Family Time - Quality if not Quantity
It seems that immediate families are getting smaller and smaller. We live in an age of two income families which unfortunately cuts down tremendously on "family time" which makes the time you do have with your family so much more important.
It has been difficult at times financially speaking but we have been blessed with the opportunity for my wife to work from home on a part-time basis meaning we have been able to keep our kids home with her. On the other hand I spend a lot of time in my office away from home so every moment I get with my family I really do cherish.
Everyone's, from all walks of life, most valuable asset is time. Why? Because it's the one thing all of us are truly limited by. Everything else comes and goes, including money and everything it buys, but once a minute of any day goes by it's gone forever.
Take just a minute and think about if you could spend the next hour doing absolutely anything YOU wanted to do what would it be? Maybe you'd like to take your Mom to lunch, or how about a ball game with Dad or a dear friend. If you're a parent I bet many might answer spend it with their children.
Now, once you have that perfect hour in your head and thinking about the time you're having doing whatever with whomever, how much money is that hour worth to you? In other words, if I came up to you and offered you say $20 for you to spend that same hour doing exactly what I wanted you to do instead, would you do it? How about $50, $100 or even $1,000?
Out of necessity you might take me up on it which we all do to earn a living. But are we really getting what that hour is worth or are we just selling off our most valuable asset called "time" to the highest bidder? Can we really put a dollar amount on that hour or is it "priceless."
We all have to earn a living and we all do what we can to make our family's lives the best they can be which requires money realistically. I know that I have to work on making the time I do have with my wife and children the most it can be. Here's a few ideas on how to do this...
- Be home for dinner every evening possible.
- Turn off the TV and learn what kind of day everyone had and why.
- Learn about each other's interests even if you don't share the same enthusiasm.
- Create a routine activity like an evening walk to stay in touch.
- Don't focus on the negative and point conversations to the positive.
- Play a game once a week with your family particularly a question/answer game.
- Always tell those closest to you how much they mean to you.

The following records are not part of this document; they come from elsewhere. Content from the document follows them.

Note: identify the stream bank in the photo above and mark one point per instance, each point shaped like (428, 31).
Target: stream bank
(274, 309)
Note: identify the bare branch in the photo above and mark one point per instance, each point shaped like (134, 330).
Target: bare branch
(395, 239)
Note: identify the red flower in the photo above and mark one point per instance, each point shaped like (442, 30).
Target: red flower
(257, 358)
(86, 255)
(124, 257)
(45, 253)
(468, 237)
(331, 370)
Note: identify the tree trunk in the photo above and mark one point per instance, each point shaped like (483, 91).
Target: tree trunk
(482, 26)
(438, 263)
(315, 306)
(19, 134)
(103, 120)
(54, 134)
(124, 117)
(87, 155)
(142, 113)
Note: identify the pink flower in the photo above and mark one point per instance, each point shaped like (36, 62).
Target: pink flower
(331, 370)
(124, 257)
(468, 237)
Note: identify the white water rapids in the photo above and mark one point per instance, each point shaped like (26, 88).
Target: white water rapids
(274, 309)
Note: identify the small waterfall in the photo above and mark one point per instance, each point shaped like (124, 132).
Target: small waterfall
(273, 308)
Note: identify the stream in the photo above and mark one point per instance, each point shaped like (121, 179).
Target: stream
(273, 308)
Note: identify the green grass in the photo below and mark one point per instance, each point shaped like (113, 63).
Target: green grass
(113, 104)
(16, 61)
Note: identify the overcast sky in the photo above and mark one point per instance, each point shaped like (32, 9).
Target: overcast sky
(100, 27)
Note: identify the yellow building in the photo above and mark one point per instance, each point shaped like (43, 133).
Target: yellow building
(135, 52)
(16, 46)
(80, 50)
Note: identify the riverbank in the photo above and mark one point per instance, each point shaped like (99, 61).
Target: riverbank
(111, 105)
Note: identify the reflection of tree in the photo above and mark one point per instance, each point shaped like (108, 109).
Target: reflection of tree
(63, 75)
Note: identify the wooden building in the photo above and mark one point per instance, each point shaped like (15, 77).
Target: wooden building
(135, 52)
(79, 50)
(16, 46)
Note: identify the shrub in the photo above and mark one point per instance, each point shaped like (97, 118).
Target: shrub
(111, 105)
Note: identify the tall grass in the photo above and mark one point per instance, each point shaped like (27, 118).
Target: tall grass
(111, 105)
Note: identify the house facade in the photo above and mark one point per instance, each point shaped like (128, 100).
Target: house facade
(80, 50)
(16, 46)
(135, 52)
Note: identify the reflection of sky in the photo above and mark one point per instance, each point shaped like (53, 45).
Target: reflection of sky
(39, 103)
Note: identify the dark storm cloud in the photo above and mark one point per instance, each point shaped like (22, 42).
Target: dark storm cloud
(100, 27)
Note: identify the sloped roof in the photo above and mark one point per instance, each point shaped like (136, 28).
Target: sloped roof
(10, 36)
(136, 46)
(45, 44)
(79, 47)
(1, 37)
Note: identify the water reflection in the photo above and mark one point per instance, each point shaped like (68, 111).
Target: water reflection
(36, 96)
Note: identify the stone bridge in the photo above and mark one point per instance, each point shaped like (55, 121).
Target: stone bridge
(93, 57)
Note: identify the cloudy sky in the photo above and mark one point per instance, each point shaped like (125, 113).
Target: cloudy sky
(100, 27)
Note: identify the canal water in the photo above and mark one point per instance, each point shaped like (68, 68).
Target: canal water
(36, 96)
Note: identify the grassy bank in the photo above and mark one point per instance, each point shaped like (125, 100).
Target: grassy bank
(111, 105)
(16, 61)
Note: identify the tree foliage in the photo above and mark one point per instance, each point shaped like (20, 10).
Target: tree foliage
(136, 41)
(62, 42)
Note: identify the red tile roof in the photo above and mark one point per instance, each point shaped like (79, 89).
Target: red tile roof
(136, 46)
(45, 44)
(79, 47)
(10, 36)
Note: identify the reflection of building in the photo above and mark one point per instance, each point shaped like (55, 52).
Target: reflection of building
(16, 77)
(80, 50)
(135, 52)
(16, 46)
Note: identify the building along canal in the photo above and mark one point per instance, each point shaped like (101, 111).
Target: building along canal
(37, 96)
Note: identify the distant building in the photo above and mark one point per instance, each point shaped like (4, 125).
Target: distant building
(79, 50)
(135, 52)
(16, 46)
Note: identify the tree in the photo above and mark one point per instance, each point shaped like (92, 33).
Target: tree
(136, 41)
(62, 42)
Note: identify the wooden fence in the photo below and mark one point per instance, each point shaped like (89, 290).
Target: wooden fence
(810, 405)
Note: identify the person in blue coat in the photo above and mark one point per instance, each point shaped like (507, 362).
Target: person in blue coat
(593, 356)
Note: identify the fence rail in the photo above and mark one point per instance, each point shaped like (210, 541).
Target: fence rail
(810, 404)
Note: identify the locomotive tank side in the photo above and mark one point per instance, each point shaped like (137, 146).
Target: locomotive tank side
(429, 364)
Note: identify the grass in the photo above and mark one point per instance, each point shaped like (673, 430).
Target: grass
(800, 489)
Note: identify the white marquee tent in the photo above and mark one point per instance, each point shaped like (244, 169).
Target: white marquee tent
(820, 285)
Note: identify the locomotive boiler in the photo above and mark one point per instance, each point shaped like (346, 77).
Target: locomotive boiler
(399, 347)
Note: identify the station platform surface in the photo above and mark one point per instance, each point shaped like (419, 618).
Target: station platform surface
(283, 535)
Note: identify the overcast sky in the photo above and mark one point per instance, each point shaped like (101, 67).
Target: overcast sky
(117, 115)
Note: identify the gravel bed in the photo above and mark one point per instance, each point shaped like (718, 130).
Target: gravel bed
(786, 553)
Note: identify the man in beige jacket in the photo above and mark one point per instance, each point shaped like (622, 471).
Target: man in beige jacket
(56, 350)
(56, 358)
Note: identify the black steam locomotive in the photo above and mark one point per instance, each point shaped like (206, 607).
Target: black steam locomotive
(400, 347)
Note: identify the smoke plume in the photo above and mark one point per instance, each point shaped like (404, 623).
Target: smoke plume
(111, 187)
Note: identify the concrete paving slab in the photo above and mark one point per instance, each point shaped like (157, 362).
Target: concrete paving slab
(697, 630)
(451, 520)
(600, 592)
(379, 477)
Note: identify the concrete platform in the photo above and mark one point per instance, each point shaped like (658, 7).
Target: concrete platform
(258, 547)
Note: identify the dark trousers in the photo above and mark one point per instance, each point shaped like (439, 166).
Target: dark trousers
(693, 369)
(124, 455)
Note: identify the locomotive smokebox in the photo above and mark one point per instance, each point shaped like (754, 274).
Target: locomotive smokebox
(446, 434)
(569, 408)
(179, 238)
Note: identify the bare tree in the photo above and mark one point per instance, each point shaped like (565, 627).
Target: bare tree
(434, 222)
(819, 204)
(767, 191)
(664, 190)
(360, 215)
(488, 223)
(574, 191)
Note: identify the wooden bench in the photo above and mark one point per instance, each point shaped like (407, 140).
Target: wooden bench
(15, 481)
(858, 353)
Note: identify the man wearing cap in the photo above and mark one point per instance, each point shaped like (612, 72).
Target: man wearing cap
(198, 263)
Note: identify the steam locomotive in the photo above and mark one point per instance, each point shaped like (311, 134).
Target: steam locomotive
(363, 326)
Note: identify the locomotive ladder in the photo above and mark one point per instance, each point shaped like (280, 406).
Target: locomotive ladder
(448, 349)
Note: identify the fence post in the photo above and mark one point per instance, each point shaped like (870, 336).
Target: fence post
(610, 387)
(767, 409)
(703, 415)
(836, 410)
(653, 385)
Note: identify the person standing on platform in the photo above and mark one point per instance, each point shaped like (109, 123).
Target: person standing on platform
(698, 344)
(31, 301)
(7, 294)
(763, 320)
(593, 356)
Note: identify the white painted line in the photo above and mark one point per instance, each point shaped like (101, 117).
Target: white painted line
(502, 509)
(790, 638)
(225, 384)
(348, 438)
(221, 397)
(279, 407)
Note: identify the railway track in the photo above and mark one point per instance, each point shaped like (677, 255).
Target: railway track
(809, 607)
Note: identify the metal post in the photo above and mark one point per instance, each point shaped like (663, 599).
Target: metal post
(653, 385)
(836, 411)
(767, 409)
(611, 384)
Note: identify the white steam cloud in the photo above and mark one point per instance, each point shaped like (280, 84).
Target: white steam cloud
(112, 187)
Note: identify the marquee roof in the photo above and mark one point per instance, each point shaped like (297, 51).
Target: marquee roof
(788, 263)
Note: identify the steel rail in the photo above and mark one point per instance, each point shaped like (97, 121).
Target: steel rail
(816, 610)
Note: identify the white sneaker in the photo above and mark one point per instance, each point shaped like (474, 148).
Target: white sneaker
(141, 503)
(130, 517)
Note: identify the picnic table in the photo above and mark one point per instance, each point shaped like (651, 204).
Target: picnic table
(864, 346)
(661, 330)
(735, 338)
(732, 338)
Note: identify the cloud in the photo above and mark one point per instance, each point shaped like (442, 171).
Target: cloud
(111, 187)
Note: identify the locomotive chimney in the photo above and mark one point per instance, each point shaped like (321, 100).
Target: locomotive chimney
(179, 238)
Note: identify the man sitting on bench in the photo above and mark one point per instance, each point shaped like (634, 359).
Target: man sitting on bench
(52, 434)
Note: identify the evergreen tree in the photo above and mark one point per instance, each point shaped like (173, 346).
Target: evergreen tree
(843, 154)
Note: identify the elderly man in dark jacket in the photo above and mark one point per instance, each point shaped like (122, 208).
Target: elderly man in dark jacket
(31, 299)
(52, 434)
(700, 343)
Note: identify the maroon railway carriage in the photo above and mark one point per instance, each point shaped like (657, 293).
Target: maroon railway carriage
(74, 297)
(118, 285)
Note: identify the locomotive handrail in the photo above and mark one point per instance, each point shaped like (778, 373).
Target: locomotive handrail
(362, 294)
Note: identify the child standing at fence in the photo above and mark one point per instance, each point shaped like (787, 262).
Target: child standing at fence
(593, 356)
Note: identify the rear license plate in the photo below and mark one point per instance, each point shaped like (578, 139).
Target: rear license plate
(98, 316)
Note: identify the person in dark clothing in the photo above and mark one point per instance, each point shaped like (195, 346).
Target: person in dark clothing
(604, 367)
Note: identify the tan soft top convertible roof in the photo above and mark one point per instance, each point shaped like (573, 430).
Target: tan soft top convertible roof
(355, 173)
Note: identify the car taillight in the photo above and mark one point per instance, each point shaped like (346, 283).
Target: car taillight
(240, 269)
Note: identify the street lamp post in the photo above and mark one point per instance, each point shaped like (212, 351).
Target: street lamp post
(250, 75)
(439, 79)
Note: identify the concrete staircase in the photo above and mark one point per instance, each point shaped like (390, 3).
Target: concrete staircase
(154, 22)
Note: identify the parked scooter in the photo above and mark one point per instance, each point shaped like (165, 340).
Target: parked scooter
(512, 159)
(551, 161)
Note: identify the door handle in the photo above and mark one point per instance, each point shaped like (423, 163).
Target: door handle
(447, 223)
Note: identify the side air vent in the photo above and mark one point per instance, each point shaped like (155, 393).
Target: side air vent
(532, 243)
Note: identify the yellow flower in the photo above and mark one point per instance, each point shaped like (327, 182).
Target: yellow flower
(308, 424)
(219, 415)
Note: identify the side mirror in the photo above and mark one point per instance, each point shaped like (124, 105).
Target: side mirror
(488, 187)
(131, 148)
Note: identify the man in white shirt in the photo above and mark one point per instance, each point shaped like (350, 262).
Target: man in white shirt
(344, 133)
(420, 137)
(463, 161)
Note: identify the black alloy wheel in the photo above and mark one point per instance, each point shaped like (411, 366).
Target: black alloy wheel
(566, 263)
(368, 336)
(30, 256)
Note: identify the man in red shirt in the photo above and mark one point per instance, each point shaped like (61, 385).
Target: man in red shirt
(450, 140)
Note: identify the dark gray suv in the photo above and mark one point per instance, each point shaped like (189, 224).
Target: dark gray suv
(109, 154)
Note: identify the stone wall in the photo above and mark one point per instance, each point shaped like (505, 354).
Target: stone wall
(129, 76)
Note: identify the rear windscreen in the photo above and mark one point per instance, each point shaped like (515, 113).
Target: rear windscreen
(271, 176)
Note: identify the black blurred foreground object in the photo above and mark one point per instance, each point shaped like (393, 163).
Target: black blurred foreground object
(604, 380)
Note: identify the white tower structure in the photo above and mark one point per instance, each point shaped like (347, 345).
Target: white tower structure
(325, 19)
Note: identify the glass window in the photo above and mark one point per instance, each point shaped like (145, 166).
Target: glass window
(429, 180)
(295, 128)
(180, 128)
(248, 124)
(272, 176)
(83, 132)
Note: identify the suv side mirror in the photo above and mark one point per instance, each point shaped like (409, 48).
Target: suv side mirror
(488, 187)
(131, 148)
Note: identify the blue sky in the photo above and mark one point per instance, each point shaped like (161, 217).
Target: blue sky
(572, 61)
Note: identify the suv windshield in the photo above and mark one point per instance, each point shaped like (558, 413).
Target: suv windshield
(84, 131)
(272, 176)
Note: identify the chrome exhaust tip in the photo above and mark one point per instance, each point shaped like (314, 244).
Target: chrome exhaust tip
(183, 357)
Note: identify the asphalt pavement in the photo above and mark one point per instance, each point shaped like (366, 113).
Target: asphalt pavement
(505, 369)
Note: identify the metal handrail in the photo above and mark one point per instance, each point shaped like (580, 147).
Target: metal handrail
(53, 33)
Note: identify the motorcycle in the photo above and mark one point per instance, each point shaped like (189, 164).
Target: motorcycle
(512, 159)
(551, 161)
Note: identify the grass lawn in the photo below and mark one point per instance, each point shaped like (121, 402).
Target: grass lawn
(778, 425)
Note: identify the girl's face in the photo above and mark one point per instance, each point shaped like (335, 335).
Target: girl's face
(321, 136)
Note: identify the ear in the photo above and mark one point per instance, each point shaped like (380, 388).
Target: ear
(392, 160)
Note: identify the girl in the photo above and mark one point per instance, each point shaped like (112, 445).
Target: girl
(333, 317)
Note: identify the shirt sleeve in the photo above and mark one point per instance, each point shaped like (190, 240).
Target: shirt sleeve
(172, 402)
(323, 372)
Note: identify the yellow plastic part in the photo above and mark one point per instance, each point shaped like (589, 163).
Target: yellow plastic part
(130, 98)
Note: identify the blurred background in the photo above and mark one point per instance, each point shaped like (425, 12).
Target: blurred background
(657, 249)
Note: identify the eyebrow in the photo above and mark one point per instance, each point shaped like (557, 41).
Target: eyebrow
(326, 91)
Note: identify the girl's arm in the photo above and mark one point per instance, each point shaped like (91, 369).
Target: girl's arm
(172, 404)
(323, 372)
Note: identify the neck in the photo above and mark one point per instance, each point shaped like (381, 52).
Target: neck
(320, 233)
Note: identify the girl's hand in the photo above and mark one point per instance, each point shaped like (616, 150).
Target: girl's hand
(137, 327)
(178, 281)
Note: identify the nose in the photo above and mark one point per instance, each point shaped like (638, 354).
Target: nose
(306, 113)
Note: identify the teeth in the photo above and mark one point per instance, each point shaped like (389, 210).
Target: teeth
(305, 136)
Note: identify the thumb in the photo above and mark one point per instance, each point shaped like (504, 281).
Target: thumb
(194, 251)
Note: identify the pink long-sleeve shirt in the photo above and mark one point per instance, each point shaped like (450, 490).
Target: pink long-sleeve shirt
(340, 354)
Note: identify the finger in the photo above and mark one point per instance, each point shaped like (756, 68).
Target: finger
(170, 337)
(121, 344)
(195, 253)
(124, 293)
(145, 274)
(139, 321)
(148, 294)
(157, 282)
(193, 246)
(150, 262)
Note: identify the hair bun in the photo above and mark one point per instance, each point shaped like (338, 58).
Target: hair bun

- Teach by example and let your children be involved with their own solutions.
- Always let your family know that you are their side and always will be.
- Schedule some time with your family when you're not so tired from working.
These are just a few things that I know have helped us....when I make it a point to follow them. I am far from perfect myself and need to work on the above. I am sure you have ideas of your own as well. But the point is that if like most, you can't spend the quantity of time you wish you could with those that mean the most, just make that time you do have the most rewarding it can be. Your investment of your own quality time now will pay off more times than you can imagine in the future.